Fixée sur la plaque par quatre clous, la figure en applique du Christ est vêtue d’un colobium, une tunique à manches longues, sur l'aube et la dalmatique. La tête a été endommagée par la perte de la couronne. Légèrement inclinée vers la droite, elle est de forme ovale, cheveux longs tombant sur les épaules, barbe courte et moustache, faites de hachures gravées, nez proéminent. Les vêtements couvrent tout le corps, ne laissant voir que les mains et les pieds très écartés ; la partie supérieure est ornée d'un pectoral en orfroi, émaillé en rouge, vert et jaune, et de deux perles émaillées (la plus grande au centre a disparu) ; ce détail rappelle la riche passementerie byzantine ; la tunique est retenue par une ceinture, ornée de perles en émail turquoise, dont l’extrémité retombe jusqu’au bas de la tunique. Les perles occupent le centre de petits disques, alternant avec une frise en zigzag ; les poignets et le bas de la tunique sont bordés de réserves ovales unies. Les plis sont représentés par des courbes sur la partie abdominale et ils se croisent sur le reste de la tunique. Dans la partie inférieure, on distingue les plis de l’aube (bleu clair, bleu foncé et blanc) et de la dalmatique (vert et jaune).
La valeur symbolique de cette représentation a pour finalité de montrer la gloire de Dieu, raison pour laquelle le Christ est représenté vivant, dans une attitude contemplative, couronné et vêtu d’un colobium, contrairement aux Christs en croix, où l’accent est mis sur la souffrance et les blessures physiques. Les caractéristiques ont été étudiées. Andersson souligne que l'origine de l'image limousine présentant le Christ en gloire vient de l'art ottonien et elle observe que celles d'Ukna et de Nävelsjö suivent un modèle scandinave dont les particularités le distinguent d'autres modèles de chronologie un peu plus tardive. Elle souligne également la richesse des trois vêtements (colobium), la tunique, l'aube et la dalmatique avec des ornements d’orfèvre (Andersson, 1980, p. 21).

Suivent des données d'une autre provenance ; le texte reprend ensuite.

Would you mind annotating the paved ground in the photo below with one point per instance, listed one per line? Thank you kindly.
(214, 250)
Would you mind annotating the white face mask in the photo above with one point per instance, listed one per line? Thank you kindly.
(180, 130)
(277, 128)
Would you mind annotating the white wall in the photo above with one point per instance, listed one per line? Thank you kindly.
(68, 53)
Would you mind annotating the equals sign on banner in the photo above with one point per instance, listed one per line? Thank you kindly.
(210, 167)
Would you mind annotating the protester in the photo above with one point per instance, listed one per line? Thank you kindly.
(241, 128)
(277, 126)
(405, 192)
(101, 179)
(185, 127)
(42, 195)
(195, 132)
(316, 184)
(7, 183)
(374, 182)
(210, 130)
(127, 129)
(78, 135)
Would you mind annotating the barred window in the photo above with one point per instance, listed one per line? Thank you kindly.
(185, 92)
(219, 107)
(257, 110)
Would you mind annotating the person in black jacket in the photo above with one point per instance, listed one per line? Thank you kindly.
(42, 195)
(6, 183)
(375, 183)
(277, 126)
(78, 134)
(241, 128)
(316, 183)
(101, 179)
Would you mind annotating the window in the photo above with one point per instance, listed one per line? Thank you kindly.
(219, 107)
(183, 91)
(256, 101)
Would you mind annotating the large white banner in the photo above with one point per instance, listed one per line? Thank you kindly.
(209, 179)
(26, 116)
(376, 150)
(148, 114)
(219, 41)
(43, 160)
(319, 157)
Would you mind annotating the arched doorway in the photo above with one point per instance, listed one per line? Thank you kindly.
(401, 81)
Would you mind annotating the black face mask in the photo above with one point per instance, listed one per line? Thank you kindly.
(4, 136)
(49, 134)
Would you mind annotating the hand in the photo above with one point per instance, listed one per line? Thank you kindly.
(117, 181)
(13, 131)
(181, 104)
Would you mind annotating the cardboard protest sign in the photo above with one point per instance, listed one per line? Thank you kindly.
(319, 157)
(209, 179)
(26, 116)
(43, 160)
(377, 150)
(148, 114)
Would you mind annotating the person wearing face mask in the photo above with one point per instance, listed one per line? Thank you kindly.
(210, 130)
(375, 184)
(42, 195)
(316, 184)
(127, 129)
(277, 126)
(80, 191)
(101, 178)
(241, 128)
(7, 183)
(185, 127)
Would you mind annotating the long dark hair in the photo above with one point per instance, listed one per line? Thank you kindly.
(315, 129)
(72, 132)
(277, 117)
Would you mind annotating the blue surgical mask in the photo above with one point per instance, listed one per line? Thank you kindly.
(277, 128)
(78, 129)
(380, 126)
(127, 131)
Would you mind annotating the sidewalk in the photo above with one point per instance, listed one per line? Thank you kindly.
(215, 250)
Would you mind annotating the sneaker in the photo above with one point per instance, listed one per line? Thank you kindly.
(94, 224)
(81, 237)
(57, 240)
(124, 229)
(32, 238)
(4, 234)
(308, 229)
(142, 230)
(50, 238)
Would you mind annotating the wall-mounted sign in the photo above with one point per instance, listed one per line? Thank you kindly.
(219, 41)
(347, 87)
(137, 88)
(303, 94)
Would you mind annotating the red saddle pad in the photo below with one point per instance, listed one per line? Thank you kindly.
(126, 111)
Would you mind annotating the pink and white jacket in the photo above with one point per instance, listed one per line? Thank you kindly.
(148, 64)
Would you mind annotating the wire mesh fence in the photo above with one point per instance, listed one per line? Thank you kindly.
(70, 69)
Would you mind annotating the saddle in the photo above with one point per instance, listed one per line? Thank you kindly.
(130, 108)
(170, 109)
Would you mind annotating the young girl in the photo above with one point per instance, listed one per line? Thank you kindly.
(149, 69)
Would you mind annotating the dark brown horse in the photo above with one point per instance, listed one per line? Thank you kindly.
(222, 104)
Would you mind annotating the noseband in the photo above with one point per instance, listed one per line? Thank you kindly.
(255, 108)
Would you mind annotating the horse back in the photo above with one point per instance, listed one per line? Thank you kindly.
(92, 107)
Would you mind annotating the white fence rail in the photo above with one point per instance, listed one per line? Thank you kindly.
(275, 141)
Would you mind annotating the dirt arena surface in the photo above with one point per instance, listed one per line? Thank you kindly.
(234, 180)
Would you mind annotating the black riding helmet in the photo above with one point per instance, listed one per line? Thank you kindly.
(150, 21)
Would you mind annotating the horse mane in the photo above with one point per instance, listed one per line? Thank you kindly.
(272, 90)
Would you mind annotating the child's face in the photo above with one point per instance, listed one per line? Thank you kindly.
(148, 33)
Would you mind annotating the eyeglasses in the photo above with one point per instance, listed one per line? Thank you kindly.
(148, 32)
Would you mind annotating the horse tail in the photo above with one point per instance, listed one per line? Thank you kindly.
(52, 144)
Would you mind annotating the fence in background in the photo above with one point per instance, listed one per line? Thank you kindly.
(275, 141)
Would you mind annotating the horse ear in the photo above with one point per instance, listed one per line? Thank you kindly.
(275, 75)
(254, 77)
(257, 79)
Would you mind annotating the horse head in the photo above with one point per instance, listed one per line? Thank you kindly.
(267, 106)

Le pectoral est un symbole de la royauté. Il a aussi été étudié par Andersson (1980, p. 21, fig. 26 et 28) à propos des croix de Nävelsjö (Statens Historiska Museum, Stockholm, Suède, inv. 10603:1-2). Ce pourrait être un trait distinctif des vêtements de couronnement du roi ou peut-être une réminiscence de la distinction des anciens dieux païens scandinaves. Taburet-Delahaye (1995, p. 185) signale néanmoins que dans le sud de la France, en Allemagne et en Catalogne, les représentations du Christ en gloire ont connu une grande diffusion en raison de la dévotion et de l'expansion rapide du culte rendu au Volto Santo de Lucca (fin du VIIIe - début du IXe siècle, Chiesa di San Martino, Lucca, Italie).
Cette tradition existait également à Limoges selon Duplès-Agier (1874, p. 285, 298-299). Bramer (2014, p. 219-222) suggère qu'elle pourrait également faire partie du répertoire standard de Limoges. Les Christs en gloire ont été inventoriés (Swarzenski, Netzer, 1986, p. 80-81) ; il faut y ajouter celui de Saint Hallvard de la cathédrale d'Oslo (Museum of Cultural History, Université d'Oslo) (Bramer, 2014, p. 208, fig. 1) et celui de la collection Jean Gazeau (Pacha-Miran, 2016), intéressant à des fins de comparaison en raison de la coïncidence de certaines caractéristiques techniques : traits gravés sur les cheveux, la barbe et la moustache, ondulation sur les tempes, petites oreilles ciselées. Ils ont été classés (Andersson, cf. ; Taburet-Delaye, 1995, p. 184-185).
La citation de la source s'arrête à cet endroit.